I am ready for a nuclear war, Vladimir Putin warns West
President said he would retaliate if there was any attempt to encroach on Russia’s territory.
President Vladimir Putin has accused the West of seeking Russia’s destruction and promised retaliation with weapons of mass destruction if there was any attempt to encroach on Russian territory.
Speaking to MPs and dignitaries in his annual televised address, Putin said the Western powers desired Russia’s “strategic defeat” and the country had to be ready to protect itself, including with nuclear weapons.
He said the West was “choosing targets to strike on our territory” and pulling Ukraine into NATO, requiring a response from Moscow.
Anyone considering an incursion into Russia should consider the failed attempts of past “interventionists”, he said – an apparent reference to the Nazis and the French under Napoleon.
The consequences would now be more “far more tragic” because of Moscow’s modern weapons, he added.
“Everything that the West comes up with creates the real threat of a conflict with the use of nuclear weapons, and thus the destruction of civilisation,” he said.
Putin vowed to resist any foreign “interference” in Russian affairs and said he would act with resolve to defeat the West in Ukraine.
“Instead of Russia they need a dependent, moribund, dying space, where they can do what they want,” he said.
“In essence, they would like to do with Russia what they have done in many regions of the world, including in Ukraine – to bring division to our home and weaken us from inside.”
Putin also spoke of a series of new weapons that would soon be on combat duty, including the Burevestnik nuclear-armed cruise missile, the Poseidon underwater drone and the Sarmat intercontinental ballistic missile.
During the first part of his speech Putin asked for a minute’s silence in memory of Russian soldiers who had died fighting in Ukraine, invaded on his orders in February 2022. He said Russian forces were “advancing surely” in Ukraine and “liberating more and more territories” in the east of the country.
Putin also returned to favourite domestic themes, such as increasing the birth-rate to boost Russia’s population. One measure would be an increased cash payment to parents upon the birth of a child, he said.
Before Putin’s address analysts had predicted he would repeat a familiar diet of themes, from Russia’s “heroic” struggle in Ukraine to the perfidy of the West and the rapid development of Russian weapons.
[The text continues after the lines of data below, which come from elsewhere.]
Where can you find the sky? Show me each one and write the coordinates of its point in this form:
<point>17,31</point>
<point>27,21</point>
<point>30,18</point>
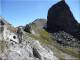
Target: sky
<point>22,12</point>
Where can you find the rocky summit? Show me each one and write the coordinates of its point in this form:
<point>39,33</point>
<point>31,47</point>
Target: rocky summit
<point>54,38</point>
<point>60,18</point>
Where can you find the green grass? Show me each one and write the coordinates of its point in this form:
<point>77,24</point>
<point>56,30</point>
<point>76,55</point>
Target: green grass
<point>3,46</point>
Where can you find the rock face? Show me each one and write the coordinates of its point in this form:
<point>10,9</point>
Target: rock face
<point>60,18</point>
<point>28,49</point>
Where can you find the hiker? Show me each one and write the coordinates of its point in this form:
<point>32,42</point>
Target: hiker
<point>19,33</point>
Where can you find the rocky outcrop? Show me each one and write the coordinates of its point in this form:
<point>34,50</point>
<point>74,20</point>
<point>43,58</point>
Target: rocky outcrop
<point>27,49</point>
<point>60,18</point>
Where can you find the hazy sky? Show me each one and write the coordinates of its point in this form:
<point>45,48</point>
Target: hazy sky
<point>21,12</point>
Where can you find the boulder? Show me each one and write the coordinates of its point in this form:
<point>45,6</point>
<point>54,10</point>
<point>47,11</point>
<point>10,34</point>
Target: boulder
<point>60,18</point>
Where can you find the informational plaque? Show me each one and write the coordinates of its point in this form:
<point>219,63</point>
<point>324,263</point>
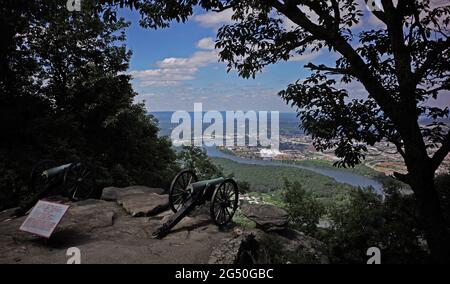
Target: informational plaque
<point>44,218</point>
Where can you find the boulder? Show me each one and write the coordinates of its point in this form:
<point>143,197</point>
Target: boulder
<point>255,246</point>
<point>85,216</point>
<point>267,217</point>
<point>240,249</point>
<point>114,193</point>
<point>144,204</point>
<point>302,249</point>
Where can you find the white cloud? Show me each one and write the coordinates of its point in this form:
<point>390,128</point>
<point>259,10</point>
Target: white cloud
<point>306,56</point>
<point>214,19</point>
<point>206,43</point>
<point>197,60</point>
<point>173,71</point>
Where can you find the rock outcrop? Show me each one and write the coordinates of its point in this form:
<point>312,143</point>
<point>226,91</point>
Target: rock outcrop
<point>119,230</point>
<point>267,217</point>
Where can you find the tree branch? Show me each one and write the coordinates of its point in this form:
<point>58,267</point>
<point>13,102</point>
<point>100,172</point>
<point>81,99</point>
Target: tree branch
<point>431,59</point>
<point>442,153</point>
<point>346,71</point>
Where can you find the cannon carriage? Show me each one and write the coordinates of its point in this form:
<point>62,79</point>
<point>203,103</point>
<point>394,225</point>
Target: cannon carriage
<point>187,192</point>
<point>74,181</point>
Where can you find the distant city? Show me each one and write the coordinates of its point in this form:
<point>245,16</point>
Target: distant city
<point>296,146</point>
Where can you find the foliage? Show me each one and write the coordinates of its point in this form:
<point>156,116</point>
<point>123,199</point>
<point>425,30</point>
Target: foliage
<point>65,97</point>
<point>196,159</point>
<point>304,210</point>
<point>368,221</point>
<point>403,63</point>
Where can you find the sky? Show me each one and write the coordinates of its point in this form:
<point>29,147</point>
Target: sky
<point>176,67</point>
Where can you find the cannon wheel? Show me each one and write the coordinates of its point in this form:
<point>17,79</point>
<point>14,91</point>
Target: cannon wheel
<point>224,202</point>
<point>38,180</point>
<point>179,189</point>
<point>79,183</point>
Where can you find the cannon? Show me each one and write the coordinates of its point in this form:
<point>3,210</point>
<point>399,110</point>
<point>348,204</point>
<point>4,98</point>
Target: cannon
<point>186,193</point>
<point>73,180</point>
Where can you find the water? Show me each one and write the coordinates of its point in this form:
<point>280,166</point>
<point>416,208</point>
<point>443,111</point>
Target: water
<point>336,174</point>
<point>288,124</point>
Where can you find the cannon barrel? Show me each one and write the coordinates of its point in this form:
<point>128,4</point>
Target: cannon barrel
<point>55,171</point>
<point>207,183</point>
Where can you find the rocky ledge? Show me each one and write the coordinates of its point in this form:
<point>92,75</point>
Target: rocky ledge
<point>118,229</point>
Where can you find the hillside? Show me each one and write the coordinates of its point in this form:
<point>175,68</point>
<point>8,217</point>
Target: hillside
<point>271,179</point>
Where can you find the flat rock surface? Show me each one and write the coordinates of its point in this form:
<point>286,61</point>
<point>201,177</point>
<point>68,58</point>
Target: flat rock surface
<point>105,233</point>
<point>113,193</point>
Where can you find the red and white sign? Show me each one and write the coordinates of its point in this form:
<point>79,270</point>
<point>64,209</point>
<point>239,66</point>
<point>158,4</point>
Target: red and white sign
<point>44,218</point>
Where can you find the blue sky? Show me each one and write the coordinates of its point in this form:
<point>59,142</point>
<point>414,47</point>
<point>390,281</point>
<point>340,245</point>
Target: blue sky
<point>177,67</point>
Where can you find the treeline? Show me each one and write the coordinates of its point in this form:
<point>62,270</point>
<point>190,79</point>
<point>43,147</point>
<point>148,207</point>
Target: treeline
<point>65,96</point>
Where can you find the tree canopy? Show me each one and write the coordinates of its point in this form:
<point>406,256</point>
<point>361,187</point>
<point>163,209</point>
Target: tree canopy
<point>65,96</point>
<point>402,63</point>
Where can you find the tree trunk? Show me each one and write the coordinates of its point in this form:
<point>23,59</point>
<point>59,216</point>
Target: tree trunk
<point>430,212</point>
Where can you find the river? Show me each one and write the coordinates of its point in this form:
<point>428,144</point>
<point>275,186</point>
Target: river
<point>336,174</point>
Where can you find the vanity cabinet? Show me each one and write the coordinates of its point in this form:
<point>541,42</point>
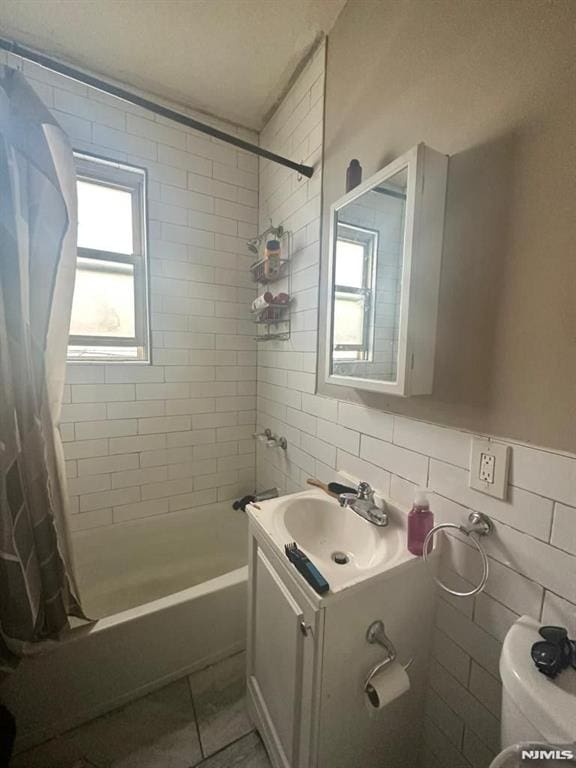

The first hour confirmed these suspicions.
Putin delivered the address amid Russian successes at the front in Ukraine, where Ukrainian government forces are running out of munitions as Republicans in Washington hold up US military aid to Kyiv.
It also comes two weeks before a presidential election that Putin is practically guaranteed to win.
Boris Nadezhdin, a would-be candidate who built a following after opposing the war against Ukraine, was refused permission to run in the March 15-17 election on a technicality.
The success of Nadezhdin, a virtual unknown, surprised officials who usually stage-manage a liberal “opponent” to run against Putin, 71.
Political insiders had told independent Russian media that Putin’s administration initially acquiesced to Nadezhdin, 60, but took fright when he subsequently proved so popular.
According to analysts, the function of the puppet opponent to Putin is to offer an illusion of choice, while in reality being doomed to lose by a large margin.